Mój ból i nowa normalność w natarciu
Oto właśnie we Włoszech ogłoszono, że zostanie powołanych 60 tyś (sic!) „asystentów obywatelskich” – poinformował portal TVP Info. Asystenci będą mieli za zadanie sprawdzać, czy Włosi przestrzegają obostrzeń związnych z epidemią koronawirusa. Być może fakt, że informuje o tym telewizja rządowa nie jest przypadkiem. W końcu kimże będą owi asystenci obywatelscy? Powiedzmy to śmiało: Nie posiadając uprawnień policji, czy służb medycznych, mogą być wyłącznie donosicielami. Czyż to nie jest przypadkiem wstęp do powołania podobnej armii donosicieli w Polsce? Nowa normalność w natarciu?
Cenzurę już mamy. Wprawdzie nie błyskawicznie, bo jednak zajęło to ponad 5 lat, ale udało się finalnie rządzącej formacji zaorać jedną z bardziej popularnych i lubianych anten Polskiego Radia, czyli Trójkę. Teraz czyni wygibasy, które polegają na próbie zatarcia złego wrażenia, ale wciąż zachowuje się jak słoń w składzie porcelany. Kazik Staszewski poprosił, żeby wycofać jego piosenkę z Listy Przebojów Programu 3, więc w odpowiedzi zamieszczono 1999 notowanie tejże listy, które (podobno przez szacunek dla Marka Niedźwieckiego, wieloletniego prowadzącego kultowy program), nie ukazało się na antenie. Kazik, chcąc nie chcąc wygrał swoją piosenką „Twój ból jest większy, niż mój„. Trudno, żeby było inaczej…

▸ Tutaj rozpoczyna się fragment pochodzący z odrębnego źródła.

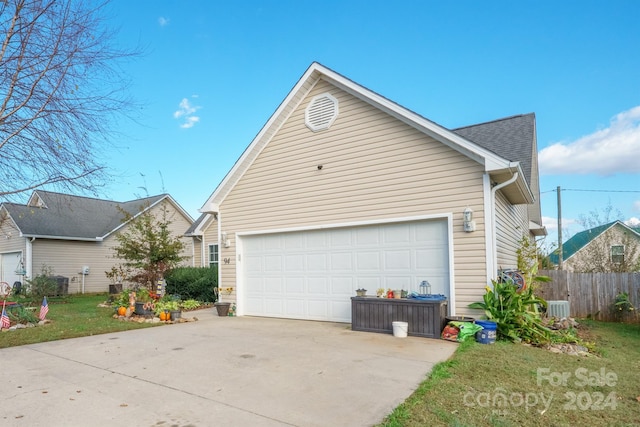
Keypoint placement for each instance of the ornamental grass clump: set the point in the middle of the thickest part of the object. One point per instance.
(516, 313)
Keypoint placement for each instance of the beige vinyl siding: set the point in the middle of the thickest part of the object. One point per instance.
(373, 167)
(512, 224)
(10, 240)
(67, 257)
(210, 238)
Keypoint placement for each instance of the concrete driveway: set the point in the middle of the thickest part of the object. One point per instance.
(242, 371)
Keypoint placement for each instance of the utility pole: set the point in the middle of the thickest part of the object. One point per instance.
(559, 228)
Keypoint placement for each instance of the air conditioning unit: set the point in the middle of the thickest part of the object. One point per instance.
(558, 309)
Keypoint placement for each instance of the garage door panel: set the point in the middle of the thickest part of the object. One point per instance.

To miała być tylko dygresja, nawet większego znaczenia, bo czymże jest jakaś lista przebojów wobec sytuacji kompletnego zaorania gospodarki, pozbawiania wolności obywatelskich, zakazu zgromadzeń, (nawet mimo chęci zachowania przez uczestników wszelkich obostrzeń związanych z odległością, maseczkami itd.), łamania konstytucji, konkordatu, a nawet własnych, na kolanie tworzonych praw, gdzie są równi i równiejsi.

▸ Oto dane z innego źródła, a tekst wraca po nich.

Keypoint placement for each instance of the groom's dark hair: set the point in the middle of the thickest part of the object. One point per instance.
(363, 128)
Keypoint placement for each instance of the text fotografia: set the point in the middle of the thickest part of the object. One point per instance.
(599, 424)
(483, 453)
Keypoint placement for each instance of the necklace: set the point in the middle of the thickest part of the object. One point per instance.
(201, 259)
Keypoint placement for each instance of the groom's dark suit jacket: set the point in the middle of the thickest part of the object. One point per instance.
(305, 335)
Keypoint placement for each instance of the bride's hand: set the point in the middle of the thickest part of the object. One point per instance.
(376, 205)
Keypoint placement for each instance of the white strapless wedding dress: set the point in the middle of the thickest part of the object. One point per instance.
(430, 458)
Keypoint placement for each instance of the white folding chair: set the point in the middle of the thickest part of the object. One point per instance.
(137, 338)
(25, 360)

Jednak warto pochylić nad tą, niezwykłą przecież, sytuacją „afery radiowej”, ponieważ ma ona kontekst znacznie szerszy, niż mogłoby się wydawać. Z jednej i z drugiej strony wyziera obłuda, której mogą nie dostrzegać tylko najbardziej zagorzali i bezkrytyczni piewcy trójkowej wolności, albo bardzo młodzi słuchacze, którzy historii lat 60-tych, czy nawet początku 80-tych, pamiętać nie mogą. Otóż bowiem trudno zaprzeczyć, że u podstaw powstania Programu Trzeciego leżały względy polityczne i został on stworzony jako swego rodzaju „wentyl bezpieczeństwa” dla władzy. W ten sposób decydenci chcieli odciągnąć młodzież od nasłuchiwania stacji zachodnich, zwłaszcza Radia Luxemburg, bo teraz big-beat mógł zacząć funkcjonować (może lepiej napisać „raczkować”) na falach polskiego eteru. O wiele dalej poszło to w latach 80-tych. Walter Chełstowski, Jurek Owsiak, początki Jarocina, Towarzystwo Przyjaciół Chińskich Ręczników, hasło „Uwolnić słonia!” i lekkie happeningi, które miały swój bardzo konkretny cel. Czas, kiedy próbowano „skanalizować” nawet ruch fanklubów (na przykład zespołu „MAANAM”), ale też innych, w pożądanym przez komunistyczne władze kierunku, mimo że teoretycznie gierkowska odwilż i „wolność” trwała już co najmniej od 1975 roku. O tej historii znakomicie opowiedział Wojciech Maciejewski w filmie „Fan”, nagrodzonym dwukrotnie w 1988 roku na Festiwalu Filmów Krótkometrażowych w Krakowie.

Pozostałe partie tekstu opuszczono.